There’s no escaping the fact that Cité Soleil has a reputation. Poor. Dirty. Violent. Googling the name turns up headlines like “The Most Dangerous Place on Earth” relating stories of horrifying gang violence during the 2004 coup that deposed President Aristide.
The residents of Cité Soleil know all too well how they are viewed. “People think 75% of Cité Soleil is full of bad, violent people – that only 25% percent of the people here are good and care about their community,” says Michel Wilgimpson, a resident of Cité Soleil. Wilgimpson is one of the organizers of the Fwa LaDiferans, an annual fair launched in 2010 by a team of community organizations: “We want to show that it is the other way around.”
Now in its fourth year, the fair is doing just that. Ti Marchans and organizations showcase local agriculture and handcrafts, and a stage at the center of the fair showcases musical and dance performances, as well as informational presentations by community health workers and other fair participants.
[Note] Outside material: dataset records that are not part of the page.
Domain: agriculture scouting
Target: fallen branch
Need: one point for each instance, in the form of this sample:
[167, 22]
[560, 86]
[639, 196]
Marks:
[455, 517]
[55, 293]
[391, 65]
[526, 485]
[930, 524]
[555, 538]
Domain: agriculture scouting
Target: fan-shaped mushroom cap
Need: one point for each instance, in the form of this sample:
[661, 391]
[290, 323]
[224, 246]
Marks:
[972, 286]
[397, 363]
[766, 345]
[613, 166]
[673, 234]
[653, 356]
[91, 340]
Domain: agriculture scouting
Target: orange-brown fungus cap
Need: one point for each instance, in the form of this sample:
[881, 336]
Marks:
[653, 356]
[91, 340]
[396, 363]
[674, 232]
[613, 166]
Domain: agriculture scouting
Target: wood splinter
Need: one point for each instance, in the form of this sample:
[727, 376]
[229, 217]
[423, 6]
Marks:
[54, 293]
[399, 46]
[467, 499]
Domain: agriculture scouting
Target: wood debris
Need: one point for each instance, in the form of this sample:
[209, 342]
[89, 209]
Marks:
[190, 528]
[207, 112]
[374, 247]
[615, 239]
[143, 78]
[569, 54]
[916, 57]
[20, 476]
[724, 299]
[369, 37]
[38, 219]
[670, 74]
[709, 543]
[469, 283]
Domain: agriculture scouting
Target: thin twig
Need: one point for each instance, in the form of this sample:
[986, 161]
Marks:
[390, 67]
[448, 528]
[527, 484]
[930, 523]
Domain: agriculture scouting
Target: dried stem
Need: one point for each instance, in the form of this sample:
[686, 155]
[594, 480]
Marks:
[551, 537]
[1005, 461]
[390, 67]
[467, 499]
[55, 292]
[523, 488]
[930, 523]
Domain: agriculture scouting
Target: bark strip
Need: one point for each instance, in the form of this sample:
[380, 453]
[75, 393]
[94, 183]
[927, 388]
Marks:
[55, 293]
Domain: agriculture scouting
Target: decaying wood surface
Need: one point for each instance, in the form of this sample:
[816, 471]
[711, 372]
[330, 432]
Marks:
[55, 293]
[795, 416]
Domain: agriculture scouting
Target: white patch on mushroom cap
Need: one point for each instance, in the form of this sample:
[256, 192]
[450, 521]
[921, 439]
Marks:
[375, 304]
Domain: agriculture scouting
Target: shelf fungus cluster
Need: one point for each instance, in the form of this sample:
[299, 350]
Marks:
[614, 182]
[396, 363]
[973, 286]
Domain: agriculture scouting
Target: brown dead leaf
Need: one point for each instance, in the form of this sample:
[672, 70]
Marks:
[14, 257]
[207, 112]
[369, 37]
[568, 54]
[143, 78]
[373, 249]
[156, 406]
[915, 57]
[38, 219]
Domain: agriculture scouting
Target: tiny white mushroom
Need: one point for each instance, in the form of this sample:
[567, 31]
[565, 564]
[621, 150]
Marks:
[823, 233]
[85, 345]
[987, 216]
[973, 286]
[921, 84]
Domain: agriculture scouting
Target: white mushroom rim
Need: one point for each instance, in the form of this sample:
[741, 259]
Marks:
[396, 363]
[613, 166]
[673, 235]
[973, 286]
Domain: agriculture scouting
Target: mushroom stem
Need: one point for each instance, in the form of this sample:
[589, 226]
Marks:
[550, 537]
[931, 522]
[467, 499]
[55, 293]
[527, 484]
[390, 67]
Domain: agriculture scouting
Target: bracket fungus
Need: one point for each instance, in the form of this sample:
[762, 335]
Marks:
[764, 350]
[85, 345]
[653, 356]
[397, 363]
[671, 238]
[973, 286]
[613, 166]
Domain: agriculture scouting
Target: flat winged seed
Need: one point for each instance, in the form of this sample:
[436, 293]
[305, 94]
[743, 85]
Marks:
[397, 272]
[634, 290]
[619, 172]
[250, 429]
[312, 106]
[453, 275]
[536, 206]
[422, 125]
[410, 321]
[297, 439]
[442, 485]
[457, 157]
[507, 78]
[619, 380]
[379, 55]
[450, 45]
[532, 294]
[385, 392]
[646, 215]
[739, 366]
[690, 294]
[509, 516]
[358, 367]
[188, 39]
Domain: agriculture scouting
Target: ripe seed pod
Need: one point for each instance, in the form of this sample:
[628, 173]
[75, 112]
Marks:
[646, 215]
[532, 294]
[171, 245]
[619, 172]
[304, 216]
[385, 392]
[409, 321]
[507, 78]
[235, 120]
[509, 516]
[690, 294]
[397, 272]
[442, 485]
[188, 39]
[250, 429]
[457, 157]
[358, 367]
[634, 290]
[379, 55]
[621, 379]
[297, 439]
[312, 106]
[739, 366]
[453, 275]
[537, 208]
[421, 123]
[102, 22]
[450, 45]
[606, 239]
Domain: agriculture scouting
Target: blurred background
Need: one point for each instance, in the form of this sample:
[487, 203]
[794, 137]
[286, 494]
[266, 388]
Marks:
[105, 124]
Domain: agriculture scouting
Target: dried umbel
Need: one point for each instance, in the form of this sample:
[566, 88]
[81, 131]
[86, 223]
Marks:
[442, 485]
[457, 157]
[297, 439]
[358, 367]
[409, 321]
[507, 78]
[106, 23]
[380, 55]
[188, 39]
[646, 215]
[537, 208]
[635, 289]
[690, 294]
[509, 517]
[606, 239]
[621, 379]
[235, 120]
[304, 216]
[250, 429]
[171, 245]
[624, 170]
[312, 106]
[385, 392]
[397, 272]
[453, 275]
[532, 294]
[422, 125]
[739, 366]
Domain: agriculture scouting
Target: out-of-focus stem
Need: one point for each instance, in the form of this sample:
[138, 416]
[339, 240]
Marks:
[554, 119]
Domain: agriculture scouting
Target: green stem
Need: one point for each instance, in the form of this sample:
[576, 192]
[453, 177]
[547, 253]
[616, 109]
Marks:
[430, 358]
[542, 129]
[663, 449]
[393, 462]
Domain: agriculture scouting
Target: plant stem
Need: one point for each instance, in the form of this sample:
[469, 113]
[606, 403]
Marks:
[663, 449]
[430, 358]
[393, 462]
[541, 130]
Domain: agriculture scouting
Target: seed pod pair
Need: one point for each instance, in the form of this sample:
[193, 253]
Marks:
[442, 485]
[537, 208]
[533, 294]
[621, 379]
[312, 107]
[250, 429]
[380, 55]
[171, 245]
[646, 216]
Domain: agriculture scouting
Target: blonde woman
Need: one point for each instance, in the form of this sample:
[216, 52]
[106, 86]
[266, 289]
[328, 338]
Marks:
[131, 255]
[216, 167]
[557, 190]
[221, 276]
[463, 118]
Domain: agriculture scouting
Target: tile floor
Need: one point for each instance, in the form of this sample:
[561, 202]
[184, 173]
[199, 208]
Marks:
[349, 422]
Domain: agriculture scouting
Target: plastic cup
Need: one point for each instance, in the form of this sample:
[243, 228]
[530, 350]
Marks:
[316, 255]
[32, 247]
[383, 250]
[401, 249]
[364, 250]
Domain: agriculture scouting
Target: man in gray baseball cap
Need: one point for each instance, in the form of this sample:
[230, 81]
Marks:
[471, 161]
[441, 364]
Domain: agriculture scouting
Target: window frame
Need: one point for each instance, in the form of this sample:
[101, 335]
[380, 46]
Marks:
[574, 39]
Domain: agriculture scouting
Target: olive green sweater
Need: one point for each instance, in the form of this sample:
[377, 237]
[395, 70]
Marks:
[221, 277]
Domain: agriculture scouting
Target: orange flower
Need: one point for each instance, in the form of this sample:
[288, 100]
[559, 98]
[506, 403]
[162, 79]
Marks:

SOIL was honored to be invited for the first time to participate in this summer’s fair, held last weekend. Several employees manned a table demonstrating ecological sanitation, showing off SOIL’s household toilet, compost, and plants. I met sixteen year-old Yves Valcourt as he was checking out a few of the plants displayed at the SOIL table, though he quickly assured me that he was already very familiar with what we do. “I’ve used your toilets at Sakala, so I know that you make natural fertilizer with the waste from the toilets!”
SOIL also provided four of our EkoMobil portable toilets for fair-goers to use. While I’ve written before on the many advantages of SOIL’s EkoMobil toilets, I’m happy to say that I can now personally vouch for their superiority over standard port-a-potties. (Even after two days of sitting in 100+ degree temperatures, the EkoMobil toilets were clean and pleasant!)
The fair was a great success, and SOIL was glad to be part of such an important event. As Yves said, “I’m proud that we do this every year. It brings people from other neighborhoods so they see that beautiful things can come from Citè Soleil, too.”